Up until the middle of June 2004, I was employed full-time by a regional airline.  I made decent money and had good benefits, but I was very unfulfilled. The three to four weeks a year of vacation time were all I looked forward to.  The other forty-eight weeks a year were spent constantly fantasizing about the four weeks of escape from a working life of utter boredom and irritation.  Yet what I have found is that since I've gotten more serious about my writing, most days are like an adventure; and thus, I don't find myself constantly fantasizing about faraway places.

When I told my boss last year that I was resigning, he commented to me that I wouldn't find an easier job or place to work at.  That was the problem: doing the easy thing just isn't fulfilling.  The answer doesn't lie in walking the path the masses trample on day after day, year after year.

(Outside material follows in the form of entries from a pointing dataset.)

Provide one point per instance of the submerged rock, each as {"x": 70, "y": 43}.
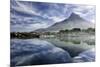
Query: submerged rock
{"x": 86, "y": 56}
{"x": 36, "y": 52}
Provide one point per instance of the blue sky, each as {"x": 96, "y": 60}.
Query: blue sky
{"x": 29, "y": 16}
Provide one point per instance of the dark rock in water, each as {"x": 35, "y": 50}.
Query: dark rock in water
{"x": 36, "y": 52}
{"x": 86, "y": 56}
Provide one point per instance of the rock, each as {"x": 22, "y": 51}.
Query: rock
{"x": 86, "y": 56}
{"x": 36, "y": 52}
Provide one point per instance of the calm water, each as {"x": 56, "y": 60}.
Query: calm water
{"x": 52, "y": 50}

When people get more serious about pursuing their dreams, they often find themselves caught between the Egyptians chasing them in one direction (the unfulfilled life of bondage) while staring at the raging Red Sea of uncertainty in the other.  They can't go back, but can only move forward and hope the waters will part.  As for me, I won't go back to the bondage of an unfulfilling career.  Maybe I will never become a famous writer nor even get to the point to where I can totally sustain myself economically with my writing.  But for more than a year now, I’ve been experiencing a great and continuous odyssey because I have chosen to follow my heart like never before!


Roy A. Barnes is a freelance writer who lives in Cheyenne, Wyoming.  His writing-themed articles have appeared at such publications like The Fabulist Flash, The Busy Freelancer, The InkSpotter News, and FundsforWriters Small Markets.  His travel articles have appeared at Transitions Abroad, GoNOMAD.com, and The Valley Advocate.